Monday, May 20, 2013

Into Daftness

Zachary Quinto and Chris Pine get Trek-ish in Into Darkness.

««« Star Trek Into Darkness. Written by Roberto Orci, Alex Kurtzman & Damon Lindelof . Directed by J.J. Abrams. At area theaters.
         
It’s been four long years since J.J. Abrams re-launched the Star Trek movie franchise. This is a gap lengthier than the original TV series lasted on the air. Whatever the reason for the lapse, it had the effect of raising expectations for the follow-up. Trek, after all, was never meant to be just another popcorn actioner. The intelligence of the show’s themes, and how the characters embodied it, has done more than entertain several generations—it’s inspired them. Successful as #1 was in recasting the characters and updating the series’ look, would #2 finally manage to capture the qualities that made it worth reviving?
          In more than a word: no—and yes. Much like the first Abrams Trek, Into Darkness is entertainment at warp speed, a thrill ride with virtually no slack moments. Again, the script by Robert Orci, Alex Kurtzman and Damon Lindelof pits the inexperienced Enterprise crew against a powerful madman who presents an existential threat against America…I mean, the Federation. Since it’s impossible to summarize the story without spoiling it, suffice it to say that the villain “John Harrison” (Benedict Cumberbatch) starts out as something like an Oxbridge terrorist, but becomes a threat that is already very familiar to Trek fans. Indeed, the final twenty minutes or so of Into Darkness is outright homage to one of the seminal moments in the show’s history. It hard to see this as anything other than a big juicy bone for the fans, who are likely to watch it in states of transported bliss.
          On The Daily Show last week, Abrams (Lost, Super 8) admitted that he never really liked Star Trek until he was hired to remake it.
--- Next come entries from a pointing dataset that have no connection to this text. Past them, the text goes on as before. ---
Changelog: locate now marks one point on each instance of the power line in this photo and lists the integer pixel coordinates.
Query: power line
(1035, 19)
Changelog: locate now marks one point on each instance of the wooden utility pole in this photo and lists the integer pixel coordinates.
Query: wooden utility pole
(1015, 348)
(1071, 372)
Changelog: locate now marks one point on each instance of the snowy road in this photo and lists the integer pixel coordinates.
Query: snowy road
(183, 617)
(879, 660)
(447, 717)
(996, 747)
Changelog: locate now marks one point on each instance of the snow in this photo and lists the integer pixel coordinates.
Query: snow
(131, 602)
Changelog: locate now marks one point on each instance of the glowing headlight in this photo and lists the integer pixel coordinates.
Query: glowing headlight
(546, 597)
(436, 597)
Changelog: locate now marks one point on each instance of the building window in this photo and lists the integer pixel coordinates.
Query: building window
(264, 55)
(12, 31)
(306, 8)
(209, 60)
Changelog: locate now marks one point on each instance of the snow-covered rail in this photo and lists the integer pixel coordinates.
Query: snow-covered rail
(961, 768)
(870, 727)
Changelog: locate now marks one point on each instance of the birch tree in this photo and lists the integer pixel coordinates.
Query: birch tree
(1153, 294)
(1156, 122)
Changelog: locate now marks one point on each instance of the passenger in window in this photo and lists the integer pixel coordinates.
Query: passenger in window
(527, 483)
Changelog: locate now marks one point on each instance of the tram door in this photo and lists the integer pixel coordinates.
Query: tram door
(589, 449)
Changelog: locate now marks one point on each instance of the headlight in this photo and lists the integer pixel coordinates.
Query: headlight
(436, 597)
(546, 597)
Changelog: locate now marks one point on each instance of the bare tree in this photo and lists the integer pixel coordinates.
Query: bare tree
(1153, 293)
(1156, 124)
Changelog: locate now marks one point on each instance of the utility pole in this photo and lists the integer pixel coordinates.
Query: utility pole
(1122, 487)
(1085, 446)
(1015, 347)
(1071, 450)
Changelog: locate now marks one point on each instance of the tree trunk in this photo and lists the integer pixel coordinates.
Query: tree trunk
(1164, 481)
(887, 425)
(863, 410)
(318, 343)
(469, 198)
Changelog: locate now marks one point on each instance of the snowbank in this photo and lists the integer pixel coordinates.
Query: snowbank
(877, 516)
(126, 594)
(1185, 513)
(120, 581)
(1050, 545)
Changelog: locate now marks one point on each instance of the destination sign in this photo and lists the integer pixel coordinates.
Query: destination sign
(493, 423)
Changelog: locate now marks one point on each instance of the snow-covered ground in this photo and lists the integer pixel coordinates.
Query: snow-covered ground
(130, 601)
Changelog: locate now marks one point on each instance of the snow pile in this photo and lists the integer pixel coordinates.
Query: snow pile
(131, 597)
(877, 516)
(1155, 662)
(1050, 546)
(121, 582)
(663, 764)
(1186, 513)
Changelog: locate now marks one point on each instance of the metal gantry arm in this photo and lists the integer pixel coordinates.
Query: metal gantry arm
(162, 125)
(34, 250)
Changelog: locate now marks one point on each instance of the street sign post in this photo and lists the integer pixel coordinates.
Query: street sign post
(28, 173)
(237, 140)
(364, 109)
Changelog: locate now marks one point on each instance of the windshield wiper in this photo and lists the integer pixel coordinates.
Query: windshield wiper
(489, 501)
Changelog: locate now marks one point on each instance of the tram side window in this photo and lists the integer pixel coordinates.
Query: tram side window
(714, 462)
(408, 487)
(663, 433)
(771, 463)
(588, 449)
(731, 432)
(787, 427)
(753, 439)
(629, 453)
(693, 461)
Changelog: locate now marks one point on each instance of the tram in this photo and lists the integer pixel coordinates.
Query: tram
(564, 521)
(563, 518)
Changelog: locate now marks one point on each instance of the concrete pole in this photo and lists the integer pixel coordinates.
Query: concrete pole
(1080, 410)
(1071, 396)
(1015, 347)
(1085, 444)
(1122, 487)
Though this worried many fans, there’s an argument for entrusting the franchise to someone who won’t approach it in a haze of reverence, but force it to evolve. Whatever Abrams’ strengths and weaknesses as a filmmaker, he’s shrewd, and he knows his audience—or in Trek’s case, his two audiences. Into Darkness is more or less engineered to appeal first to the non-fans who will make it a hit, and second to the fans who will make it legit. By these limited standards, mission accomplished. If you’re not a fan of the show, add a half-star to this review and read no further. 
            But all is not fine in the Federation. The problems start with a script that, like a mirage, becomes less solid the more you focus on it. Too often Abrams & Co. opt for the "kinda cool" choice over the sensical one. Have the Enterprise hide out underwater from a planet’s Stone Age natives? That's kinda cool—until you recall that the ship can hide just as well in orbit, as it has for about 50 years of Trek history. Have Harrison escape from Earth by transporting straight to the Klingon home planet? Sounds kinda cool. But why invest in all those costly starships when you can just beam people around the galaxy? Indeed, why send the Enterprise to capture Harrison at all, when you can just beam a posse after him?
          Give Spock (Zachary Quinto) an ongoing love interest with Uhura (Zoe Saldana)? Sounds kinda cool—unless you remember that Spock's sex appeal has always been tied in with his torment, his loneliness among his human crewmates. Having him canoodle on the bridge with his girlfriend is cute, but it leaves him nowhere to go when he finally does break out of his emotional cage (as in the original episodes “The Naked Time,”, "Amok Time" and "This Side of Paradise"). Muddling Spock's character is doubly suspect because it apparently has much to do with giving Saldana's Uhura character more to do than declare "Hailing frequencies open". Since when in the Star Trek universe does Uhura’s love life get more emphasis than the rivalry between Spock and McCoy (played again by a sadly underused Karl Urban)?
          These bits of daftness are in just the first half of the film. The bigger problem is that we really didn’t wait four years for a homage that is merely Trek-ish. The 2009 film was likewise heavy on combat, but light on the humanistic themes that motivated Gene Roddenberry to create the original show. Chris Pine’s James T. Kirk was less a serious soldier-explorer than a jumped-up frat boy way out of his depth in a captain’s chair. We were willing to overlook these flaws, though, because Abrams had a lot on his plate then, making us accept a wholly new cast.
          This installment hardly begins to redeem that promise. Pine brings a whiff of gravitas to Kirk this time, but only a whiff, and never enough to get him ejected from the fraternity. There’s a hint of a serious theme in the way Starfleet responds to terrorism, choosing to take out Harrison by long distance bombardment, Al-Awlaki-style. But the thread is undeveloped, and ends up seeming more symptomatic of our times than reflecting on them.
          In this, Into Darkness is much like the crowd-pleasing but shallow James Franco reboot of the Planet of the Apes franchise—the effects are better, but the brains are left behind. And that’s no way to boldly go.